CMS director Seema Verma, who played a big role in lobbying for recent legislation for a new system to replace Obamacare, has been mentioned as the candidate most likely to fit the ideological qualifications needed to continue the fight against Obamacare. And then politicians like Louisiana’s Bobby Jindal could make it with the backing of allies in Congress.
Gottlieb has been earning widespread praise in the biotech world for his campaign to push more generics into the market, clearing a backlog of applications while tailoring the FDA to ease up on the approval process with a more receptive regulatory approach — without actually dumping the gold standard on safety and efficacy.

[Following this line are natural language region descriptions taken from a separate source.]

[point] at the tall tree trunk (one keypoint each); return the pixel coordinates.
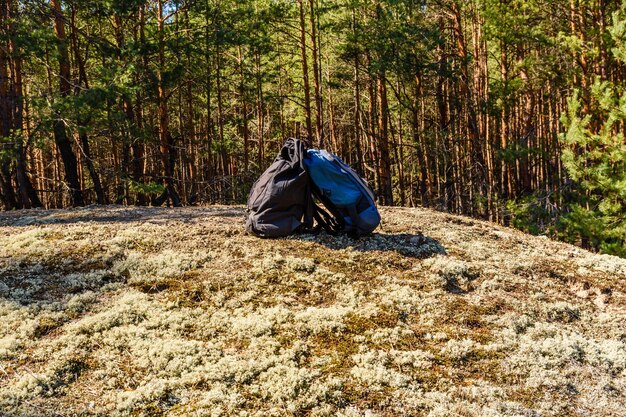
(305, 74)
(316, 76)
(165, 137)
(60, 135)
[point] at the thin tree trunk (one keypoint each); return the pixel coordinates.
(305, 74)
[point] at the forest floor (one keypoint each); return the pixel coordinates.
(178, 312)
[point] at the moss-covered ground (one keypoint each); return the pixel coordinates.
(178, 312)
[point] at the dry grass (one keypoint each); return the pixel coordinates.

There are two big test cases on that score, with big Eli Lilly and little Amicus both steering new applications for top drugs back to the FDA after being told initially they needed to pursue new studies that would consume years and added costs.
Gottlieb proved an adroit player in Washington, DC during his confirmation hearings, skirting the most controversial fields and offering to assist lawmakers waging war on opioids. If he does wind up with the HHS nomination — a thought that would have been laughed at just months ago — you can expect plenty of fretting in biopharma about his replacement.
President Donald Trump, who’s been overseeing the rapid turnover of his top team, has alternately attacked biopharma and embraced it. In the latest encounter, as top pharma chiefs like Merck’s Ken Frazier bailed on the president in the wake of the controversy over Trump’s response to the Charlottesville protests, Trump was slapping back hard.